Eliminate the death penalty

BY E.R. SHIPP

ershipp2003@hotmail.com

Optimists should be heartened by last week's U.S. Supreme Court ruling outlawing capital punishment for juveniles, which noted this country's ''evolving sense of decency'' on the issue of executing minors. That's good news. But an ''evolving sense of decency'' means that the death penalty itself, relic of a more bestial, less enlightened past, no longer has a place here or anywhere else.

The court, by a single vote, decided a case challenging the constitutionality of executing people who committed their crimes at 16 or 17. The majority recognized that on this issue, America has been both isolated and hypocritical compared with other nations. ''It is fair to say that the United States now stands alone in a world that has turned its face against the juvenile death penalty,'' Justice Anthony Kennedy wrote for the majority.

According to Citizens United for Alternatives to the Death Penalty, 226 juveniles have been sentenced to death since 1976. Last week's ruling spared 72 remaining on Death Row, and forced prosecutors to rethink pending cases, including those against Lee Malvo, who as a teen joined John Muhammad in a D.C.-area shooting spree. Muhammad was sentenced to die, but Malvo got life in Virginia; Louisiana and Alabama prosecutors were weighing capital charges against him.

The issue, though, isn't whether to execute or free Malvo, or the man whose case the high court decided, Christopher Simmons, who at 17 killed a woman in Missouri. Long terms, even with no parole, are fine with me in the most heinous cases.

For those methodically working against the death penalty and for more reasonable solutions, it's ''Where do we go from here?'' A few years ago the Supreme Court banned executions of the mentally retarded. What about the mentally ill? Some 10 percent of those on U.S. Death Rows suffer from severe mental illness, and up to a dozen are executed each year, says David Elliott, of the National Coalition to Abolish the Death Penalty.
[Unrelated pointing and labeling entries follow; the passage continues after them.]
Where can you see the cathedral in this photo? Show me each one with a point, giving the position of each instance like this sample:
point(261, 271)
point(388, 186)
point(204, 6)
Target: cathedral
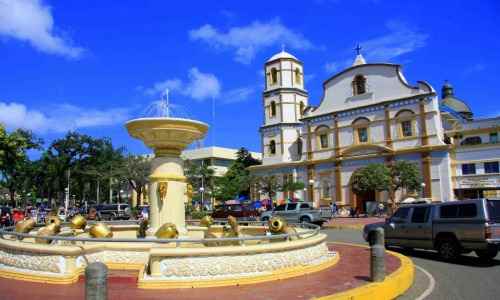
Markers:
point(370, 113)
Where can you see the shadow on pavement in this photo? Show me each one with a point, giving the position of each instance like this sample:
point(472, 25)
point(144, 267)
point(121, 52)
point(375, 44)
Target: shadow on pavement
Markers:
point(465, 260)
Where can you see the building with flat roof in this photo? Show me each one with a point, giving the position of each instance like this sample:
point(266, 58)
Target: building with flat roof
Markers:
point(217, 158)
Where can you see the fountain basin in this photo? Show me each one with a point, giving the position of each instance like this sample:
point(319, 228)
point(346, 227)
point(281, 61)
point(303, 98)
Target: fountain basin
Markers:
point(166, 135)
point(177, 264)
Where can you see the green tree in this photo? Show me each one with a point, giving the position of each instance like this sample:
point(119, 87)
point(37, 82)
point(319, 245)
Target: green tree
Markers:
point(136, 170)
point(14, 161)
point(90, 161)
point(200, 175)
point(237, 180)
point(245, 157)
point(268, 185)
point(292, 186)
point(405, 175)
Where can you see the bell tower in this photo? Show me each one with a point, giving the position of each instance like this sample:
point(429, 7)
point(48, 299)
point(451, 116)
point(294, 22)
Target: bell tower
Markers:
point(284, 101)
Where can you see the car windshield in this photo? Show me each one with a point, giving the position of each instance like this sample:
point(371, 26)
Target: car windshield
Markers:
point(493, 210)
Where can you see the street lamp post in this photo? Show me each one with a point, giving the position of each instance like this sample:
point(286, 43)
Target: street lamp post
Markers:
point(423, 189)
point(202, 190)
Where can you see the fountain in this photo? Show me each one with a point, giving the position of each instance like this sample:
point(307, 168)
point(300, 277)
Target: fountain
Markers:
point(171, 253)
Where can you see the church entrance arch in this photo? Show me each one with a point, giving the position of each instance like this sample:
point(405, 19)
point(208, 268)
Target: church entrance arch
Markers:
point(360, 200)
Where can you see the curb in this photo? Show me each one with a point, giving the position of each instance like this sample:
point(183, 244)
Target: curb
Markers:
point(344, 226)
point(394, 285)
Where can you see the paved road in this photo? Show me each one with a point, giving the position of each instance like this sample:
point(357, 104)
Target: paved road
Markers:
point(464, 280)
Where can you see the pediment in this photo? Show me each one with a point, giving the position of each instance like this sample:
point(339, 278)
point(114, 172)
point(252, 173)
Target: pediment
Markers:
point(365, 149)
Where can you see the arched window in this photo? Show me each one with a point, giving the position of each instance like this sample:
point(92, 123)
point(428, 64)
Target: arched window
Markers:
point(406, 123)
point(272, 109)
point(472, 140)
point(272, 147)
point(325, 189)
point(322, 134)
point(359, 85)
point(361, 130)
point(299, 146)
point(298, 76)
point(274, 76)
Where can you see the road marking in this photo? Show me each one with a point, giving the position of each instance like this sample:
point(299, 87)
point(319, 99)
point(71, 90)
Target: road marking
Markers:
point(432, 283)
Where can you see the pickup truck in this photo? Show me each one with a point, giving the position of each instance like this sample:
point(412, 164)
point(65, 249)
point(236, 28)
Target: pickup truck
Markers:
point(451, 228)
point(298, 212)
point(239, 211)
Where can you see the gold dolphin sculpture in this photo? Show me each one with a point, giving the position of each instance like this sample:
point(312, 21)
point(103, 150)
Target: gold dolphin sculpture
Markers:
point(47, 230)
point(100, 230)
point(25, 226)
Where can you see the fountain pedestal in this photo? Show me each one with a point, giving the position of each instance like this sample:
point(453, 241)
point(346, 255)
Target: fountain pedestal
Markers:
point(168, 185)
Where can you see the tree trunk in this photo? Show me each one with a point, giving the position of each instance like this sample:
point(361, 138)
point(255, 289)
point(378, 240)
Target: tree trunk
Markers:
point(97, 192)
point(110, 200)
point(12, 194)
point(139, 195)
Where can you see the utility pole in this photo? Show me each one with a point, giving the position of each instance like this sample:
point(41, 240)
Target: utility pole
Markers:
point(97, 192)
point(66, 201)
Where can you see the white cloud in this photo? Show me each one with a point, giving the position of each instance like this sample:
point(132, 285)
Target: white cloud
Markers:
point(477, 67)
point(60, 118)
point(199, 86)
point(400, 40)
point(31, 21)
point(237, 95)
point(202, 85)
point(246, 41)
point(331, 67)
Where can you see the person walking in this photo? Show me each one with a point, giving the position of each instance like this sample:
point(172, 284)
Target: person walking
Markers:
point(333, 206)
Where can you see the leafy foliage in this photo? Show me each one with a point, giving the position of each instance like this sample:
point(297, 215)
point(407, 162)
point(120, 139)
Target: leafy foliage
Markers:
point(236, 182)
point(15, 167)
point(268, 185)
point(406, 175)
point(373, 177)
point(136, 171)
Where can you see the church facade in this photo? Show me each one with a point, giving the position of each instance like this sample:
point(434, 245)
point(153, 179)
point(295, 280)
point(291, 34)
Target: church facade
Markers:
point(368, 113)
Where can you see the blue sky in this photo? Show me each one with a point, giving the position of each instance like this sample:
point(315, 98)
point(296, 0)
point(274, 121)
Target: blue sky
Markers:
point(91, 65)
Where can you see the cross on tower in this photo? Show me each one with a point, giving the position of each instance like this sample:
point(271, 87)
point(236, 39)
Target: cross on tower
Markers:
point(358, 49)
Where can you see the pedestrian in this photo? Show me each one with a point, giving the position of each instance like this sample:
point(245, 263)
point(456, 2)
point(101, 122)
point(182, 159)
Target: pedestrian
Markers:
point(333, 207)
point(380, 209)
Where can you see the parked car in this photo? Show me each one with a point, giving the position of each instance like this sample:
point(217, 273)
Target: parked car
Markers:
point(298, 212)
point(17, 215)
point(116, 211)
point(6, 216)
point(451, 228)
point(240, 211)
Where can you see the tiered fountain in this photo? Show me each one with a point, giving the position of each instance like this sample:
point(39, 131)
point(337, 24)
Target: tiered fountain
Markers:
point(172, 255)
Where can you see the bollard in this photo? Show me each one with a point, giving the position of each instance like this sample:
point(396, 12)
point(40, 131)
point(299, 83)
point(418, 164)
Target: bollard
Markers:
point(377, 255)
point(96, 281)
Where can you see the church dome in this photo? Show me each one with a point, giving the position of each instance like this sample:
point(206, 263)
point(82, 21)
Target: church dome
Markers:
point(452, 102)
point(282, 54)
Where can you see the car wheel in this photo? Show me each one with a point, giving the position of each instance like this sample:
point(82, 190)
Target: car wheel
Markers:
point(305, 219)
point(487, 254)
point(449, 249)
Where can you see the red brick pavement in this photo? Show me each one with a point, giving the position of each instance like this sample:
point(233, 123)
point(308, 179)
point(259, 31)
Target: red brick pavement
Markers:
point(351, 271)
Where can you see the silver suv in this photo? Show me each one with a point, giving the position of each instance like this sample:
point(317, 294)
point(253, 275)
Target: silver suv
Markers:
point(298, 212)
point(451, 228)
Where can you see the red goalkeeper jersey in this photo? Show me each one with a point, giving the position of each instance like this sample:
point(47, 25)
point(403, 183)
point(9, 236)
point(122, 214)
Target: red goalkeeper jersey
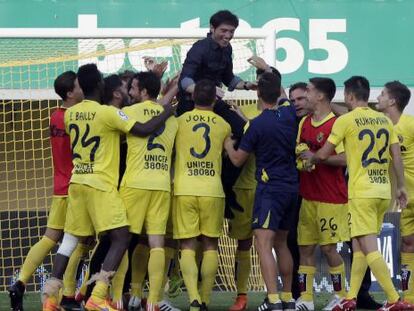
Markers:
point(325, 183)
point(61, 153)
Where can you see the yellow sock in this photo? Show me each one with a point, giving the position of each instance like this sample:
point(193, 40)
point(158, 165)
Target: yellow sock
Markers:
point(119, 277)
point(35, 257)
point(189, 270)
point(243, 267)
point(169, 257)
point(139, 266)
point(407, 269)
point(273, 298)
point(156, 266)
point(306, 274)
point(100, 290)
point(382, 274)
point(69, 278)
point(286, 296)
point(208, 270)
point(358, 269)
point(338, 279)
point(84, 286)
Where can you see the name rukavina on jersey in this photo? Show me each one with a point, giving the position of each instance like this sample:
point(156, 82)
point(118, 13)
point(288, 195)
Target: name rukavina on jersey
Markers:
point(82, 116)
point(362, 121)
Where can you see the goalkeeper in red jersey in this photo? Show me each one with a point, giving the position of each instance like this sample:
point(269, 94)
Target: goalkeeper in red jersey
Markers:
point(67, 87)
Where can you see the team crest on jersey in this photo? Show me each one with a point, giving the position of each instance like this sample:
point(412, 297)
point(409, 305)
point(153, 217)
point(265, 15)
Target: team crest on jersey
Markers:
point(122, 115)
point(319, 137)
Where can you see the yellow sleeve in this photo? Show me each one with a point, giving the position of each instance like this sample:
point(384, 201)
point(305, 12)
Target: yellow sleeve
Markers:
point(300, 129)
point(393, 136)
point(338, 131)
point(340, 148)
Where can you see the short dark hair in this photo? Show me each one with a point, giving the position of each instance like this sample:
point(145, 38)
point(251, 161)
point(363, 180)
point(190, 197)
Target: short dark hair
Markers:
point(149, 81)
point(269, 87)
point(399, 92)
point(65, 83)
point(111, 82)
point(127, 75)
point(324, 85)
point(259, 72)
point(224, 17)
point(204, 93)
point(358, 86)
point(297, 85)
point(89, 78)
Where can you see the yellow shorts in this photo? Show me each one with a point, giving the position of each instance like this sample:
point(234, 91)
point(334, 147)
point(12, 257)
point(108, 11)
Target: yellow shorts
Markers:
point(57, 213)
point(322, 223)
point(240, 227)
point(92, 211)
point(146, 208)
point(169, 232)
point(367, 215)
point(407, 220)
point(193, 216)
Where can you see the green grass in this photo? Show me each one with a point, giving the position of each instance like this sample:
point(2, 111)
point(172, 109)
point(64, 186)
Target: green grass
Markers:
point(219, 301)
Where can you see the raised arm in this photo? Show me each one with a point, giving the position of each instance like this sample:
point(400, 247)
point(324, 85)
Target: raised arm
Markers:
point(398, 167)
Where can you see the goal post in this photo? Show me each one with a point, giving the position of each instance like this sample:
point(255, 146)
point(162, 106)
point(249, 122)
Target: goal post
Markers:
point(30, 60)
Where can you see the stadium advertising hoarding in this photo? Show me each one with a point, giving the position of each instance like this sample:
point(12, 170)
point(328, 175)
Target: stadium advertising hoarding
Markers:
point(333, 38)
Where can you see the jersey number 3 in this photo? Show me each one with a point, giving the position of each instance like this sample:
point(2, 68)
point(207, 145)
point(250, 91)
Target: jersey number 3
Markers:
point(207, 140)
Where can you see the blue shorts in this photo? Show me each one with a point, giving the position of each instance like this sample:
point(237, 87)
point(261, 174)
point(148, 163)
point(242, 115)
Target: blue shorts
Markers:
point(274, 210)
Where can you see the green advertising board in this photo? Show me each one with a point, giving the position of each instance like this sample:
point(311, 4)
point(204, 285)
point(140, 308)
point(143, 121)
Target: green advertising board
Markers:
point(335, 38)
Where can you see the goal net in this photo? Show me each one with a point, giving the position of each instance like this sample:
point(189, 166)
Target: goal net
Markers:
point(28, 68)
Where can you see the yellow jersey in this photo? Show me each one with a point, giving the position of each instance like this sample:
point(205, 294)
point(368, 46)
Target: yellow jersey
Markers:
point(94, 131)
point(405, 132)
point(367, 136)
point(149, 158)
point(199, 146)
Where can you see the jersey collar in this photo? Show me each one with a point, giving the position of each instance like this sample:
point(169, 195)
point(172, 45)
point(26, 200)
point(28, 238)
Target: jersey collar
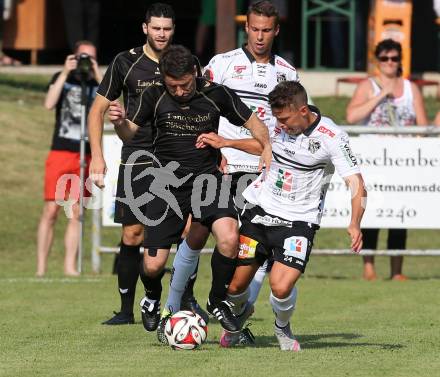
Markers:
point(251, 57)
point(308, 131)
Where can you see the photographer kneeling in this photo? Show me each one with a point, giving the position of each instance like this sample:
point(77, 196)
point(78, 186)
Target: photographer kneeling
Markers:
point(64, 95)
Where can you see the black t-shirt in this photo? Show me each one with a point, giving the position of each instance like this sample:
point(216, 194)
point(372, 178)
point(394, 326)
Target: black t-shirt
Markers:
point(66, 136)
point(177, 125)
point(130, 73)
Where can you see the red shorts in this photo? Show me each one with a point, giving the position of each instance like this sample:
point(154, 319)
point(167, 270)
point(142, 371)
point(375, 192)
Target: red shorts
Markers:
point(61, 179)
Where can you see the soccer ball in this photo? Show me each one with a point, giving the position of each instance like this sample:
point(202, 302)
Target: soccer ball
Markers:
point(185, 330)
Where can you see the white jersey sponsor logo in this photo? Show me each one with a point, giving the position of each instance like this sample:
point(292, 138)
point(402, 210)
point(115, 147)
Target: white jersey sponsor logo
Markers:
point(252, 82)
point(270, 221)
point(295, 186)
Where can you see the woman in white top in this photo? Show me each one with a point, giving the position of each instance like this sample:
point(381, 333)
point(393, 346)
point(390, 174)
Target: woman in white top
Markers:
point(381, 101)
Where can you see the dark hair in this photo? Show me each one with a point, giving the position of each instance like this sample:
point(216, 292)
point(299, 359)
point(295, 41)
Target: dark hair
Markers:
point(82, 43)
point(288, 93)
point(264, 8)
point(390, 45)
point(159, 10)
point(176, 61)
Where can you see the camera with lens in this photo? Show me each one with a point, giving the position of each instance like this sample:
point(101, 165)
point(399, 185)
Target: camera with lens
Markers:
point(84, 67)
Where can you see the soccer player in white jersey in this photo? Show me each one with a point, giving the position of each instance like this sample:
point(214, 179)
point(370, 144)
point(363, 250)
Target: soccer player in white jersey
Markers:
point(251, 71)
point(284, 205)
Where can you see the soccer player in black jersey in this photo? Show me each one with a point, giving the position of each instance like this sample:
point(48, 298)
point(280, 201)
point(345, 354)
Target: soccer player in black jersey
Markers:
point(130, 73)
point(182, 111)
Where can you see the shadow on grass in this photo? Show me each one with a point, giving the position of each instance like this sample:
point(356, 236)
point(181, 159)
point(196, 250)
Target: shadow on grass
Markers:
point(329, 277)
point(22, 84)
point(317, 341)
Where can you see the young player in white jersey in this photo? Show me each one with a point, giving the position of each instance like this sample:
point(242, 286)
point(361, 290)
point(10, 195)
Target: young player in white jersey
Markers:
point(251, 71)
point(284, 205)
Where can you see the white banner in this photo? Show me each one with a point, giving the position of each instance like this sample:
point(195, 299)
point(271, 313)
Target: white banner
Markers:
point(112, 146)
point(402, 176)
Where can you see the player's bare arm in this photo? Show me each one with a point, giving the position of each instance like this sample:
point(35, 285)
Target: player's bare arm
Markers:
point(358, 204)
point(214, 140)
point(260, 132)
point(124, 128)
point(98, 167)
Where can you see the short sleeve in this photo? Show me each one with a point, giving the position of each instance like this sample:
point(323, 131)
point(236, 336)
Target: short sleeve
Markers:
point(113, 81)
point(232, 107)
point(144, 111)
point(214, 70)
point(342, 156)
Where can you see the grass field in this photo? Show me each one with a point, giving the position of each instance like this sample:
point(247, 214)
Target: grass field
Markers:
point(51, 326)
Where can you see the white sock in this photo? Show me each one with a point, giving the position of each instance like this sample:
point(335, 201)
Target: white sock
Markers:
point(257, 282)
point(239, 301)
point(283, 307)
point(184, 265)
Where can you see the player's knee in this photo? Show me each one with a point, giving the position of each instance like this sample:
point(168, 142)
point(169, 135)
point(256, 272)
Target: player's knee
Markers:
point(237, 287)
point(280, 290)
point(50, 213)
point(196, 238)
point(153, 270)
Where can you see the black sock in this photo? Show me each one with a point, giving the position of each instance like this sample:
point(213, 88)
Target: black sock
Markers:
point(223, 269)
point(128, 273)
point(189, 288)
point(152, 285)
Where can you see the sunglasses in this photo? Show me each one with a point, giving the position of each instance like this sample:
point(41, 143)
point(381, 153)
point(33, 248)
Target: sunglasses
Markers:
point(384, 59)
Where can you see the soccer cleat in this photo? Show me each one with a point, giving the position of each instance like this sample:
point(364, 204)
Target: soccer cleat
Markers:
point(222, 311)
point(161, 337)
point(120, 318)
point(150, 313)
point(286, 339)
point(190, 303)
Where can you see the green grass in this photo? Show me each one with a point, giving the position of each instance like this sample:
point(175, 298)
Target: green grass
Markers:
point(51, 326)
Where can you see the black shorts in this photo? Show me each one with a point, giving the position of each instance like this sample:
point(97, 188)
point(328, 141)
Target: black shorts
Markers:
point(239, 182)
point(128, 212)
point(263, 235)
point(206, 198)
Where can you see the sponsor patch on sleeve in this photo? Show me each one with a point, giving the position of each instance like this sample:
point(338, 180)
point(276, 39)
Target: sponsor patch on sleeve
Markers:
point(348, 154)
point(326, 131)
point(296, 247)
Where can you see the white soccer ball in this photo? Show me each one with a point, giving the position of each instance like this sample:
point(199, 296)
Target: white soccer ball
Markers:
point(185, 330)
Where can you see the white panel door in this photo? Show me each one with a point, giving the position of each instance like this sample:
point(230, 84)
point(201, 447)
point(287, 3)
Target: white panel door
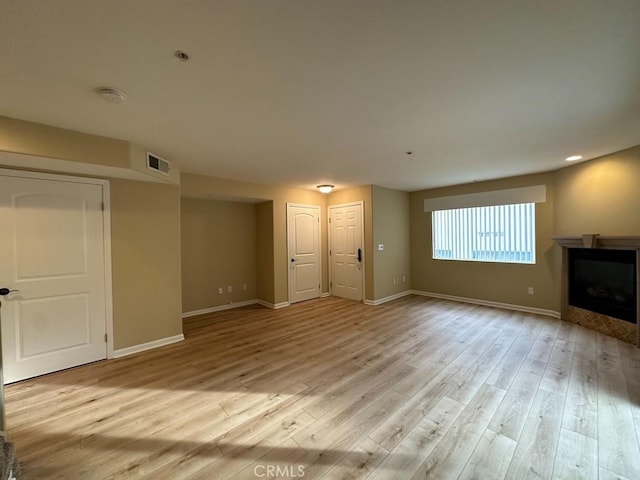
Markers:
point(346, 251)
point(52, 253)
point(303, 243)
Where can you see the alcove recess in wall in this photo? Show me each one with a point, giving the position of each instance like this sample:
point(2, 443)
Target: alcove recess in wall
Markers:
point(600, 284)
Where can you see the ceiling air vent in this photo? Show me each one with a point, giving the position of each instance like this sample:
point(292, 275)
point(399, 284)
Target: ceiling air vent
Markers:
point(158, 164)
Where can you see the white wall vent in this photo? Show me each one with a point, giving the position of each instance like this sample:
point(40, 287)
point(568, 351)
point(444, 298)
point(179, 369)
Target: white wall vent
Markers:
point(158, 164)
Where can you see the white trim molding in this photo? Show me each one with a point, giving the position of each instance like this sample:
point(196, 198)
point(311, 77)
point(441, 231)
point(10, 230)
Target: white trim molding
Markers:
point(395, 296)
point(123, 352)
point(489, 303)
point(220, 308)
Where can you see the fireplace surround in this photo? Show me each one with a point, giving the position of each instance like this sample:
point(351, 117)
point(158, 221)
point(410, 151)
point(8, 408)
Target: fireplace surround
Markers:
point(600, 284)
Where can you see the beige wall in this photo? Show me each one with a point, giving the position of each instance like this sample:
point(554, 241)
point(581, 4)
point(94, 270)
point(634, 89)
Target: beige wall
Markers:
point(219, 249)
point(201, 186)
point(145, 232)
point(361, 194)
point(391, 227)
point(601, 196)
point(497, 282)
point(145, 223)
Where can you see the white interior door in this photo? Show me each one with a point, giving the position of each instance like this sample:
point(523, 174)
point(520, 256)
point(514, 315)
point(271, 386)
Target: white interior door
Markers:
point(52, 252)
point(346, 251)
point(303, 243)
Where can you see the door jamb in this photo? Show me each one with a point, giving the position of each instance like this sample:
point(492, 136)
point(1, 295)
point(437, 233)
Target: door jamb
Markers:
point(319, 208)
point(106, 233)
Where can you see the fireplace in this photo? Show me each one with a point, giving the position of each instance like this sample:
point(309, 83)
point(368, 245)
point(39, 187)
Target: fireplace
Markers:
point(604, 281)
point(600, 284)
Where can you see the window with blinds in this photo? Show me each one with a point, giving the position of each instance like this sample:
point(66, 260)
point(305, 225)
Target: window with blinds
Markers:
point(502, 233)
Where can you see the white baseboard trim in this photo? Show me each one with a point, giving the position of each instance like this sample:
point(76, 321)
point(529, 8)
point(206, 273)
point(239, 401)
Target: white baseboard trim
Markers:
point(123, 352)
point(395, 296)
point(220, 308)
point(273, 306)
point(488, 303)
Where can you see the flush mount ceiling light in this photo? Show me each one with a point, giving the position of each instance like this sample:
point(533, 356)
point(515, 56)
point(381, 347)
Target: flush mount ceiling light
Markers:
point(111, 95)
point(325, 188)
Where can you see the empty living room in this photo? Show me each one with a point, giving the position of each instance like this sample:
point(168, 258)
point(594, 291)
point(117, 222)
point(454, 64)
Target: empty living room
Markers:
point(320, 239)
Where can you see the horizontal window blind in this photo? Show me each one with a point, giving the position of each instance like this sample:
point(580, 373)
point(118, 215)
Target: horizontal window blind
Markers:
point(501, 233)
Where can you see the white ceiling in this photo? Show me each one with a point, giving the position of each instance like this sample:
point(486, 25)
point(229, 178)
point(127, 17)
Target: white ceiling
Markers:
point(301, 92)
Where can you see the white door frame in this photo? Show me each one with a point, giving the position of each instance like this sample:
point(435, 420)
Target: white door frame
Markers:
point(319, 208)
point(363, 276)
point(106, 231)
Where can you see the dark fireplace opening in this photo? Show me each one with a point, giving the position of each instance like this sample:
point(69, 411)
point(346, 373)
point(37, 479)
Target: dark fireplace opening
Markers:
point(604, 281)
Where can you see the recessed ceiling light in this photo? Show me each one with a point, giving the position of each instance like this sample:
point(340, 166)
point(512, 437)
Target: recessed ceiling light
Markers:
point(182, 56)
point(325, 188)
point(111, 95)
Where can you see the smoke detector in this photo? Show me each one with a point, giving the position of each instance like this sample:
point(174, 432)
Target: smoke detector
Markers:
point(111, 95)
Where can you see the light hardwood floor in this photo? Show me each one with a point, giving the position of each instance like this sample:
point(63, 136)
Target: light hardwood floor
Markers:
point(413, 389)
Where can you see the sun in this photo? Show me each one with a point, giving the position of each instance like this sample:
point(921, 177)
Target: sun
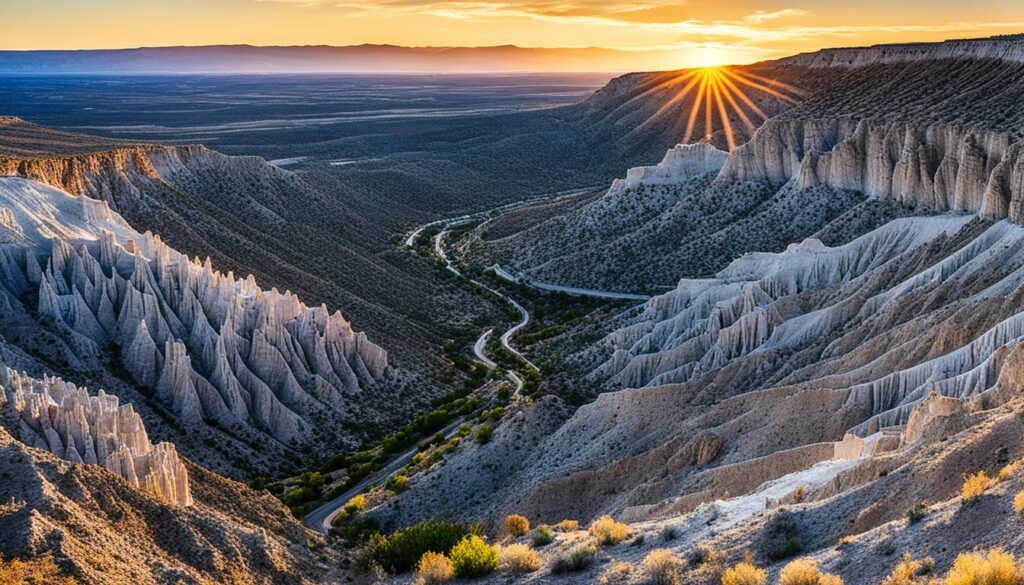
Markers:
point(707, 56)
There is also a need to revisit the issue of racial disparities in the meting out of death sentences, and to address the competency of lawyers for many defendants who end up on Death Row.

The main path to abolition of the death penalty, however, runs through the statehouses. As ''favorable as this ruling was, the center of gravity has shifted from the Supreme Court to the state legislatures,'' Elliott says.

I am optimistic that in my lifetime, the day will arrive when that ''evolving sense of decency'' means complete elimination of capital punishment.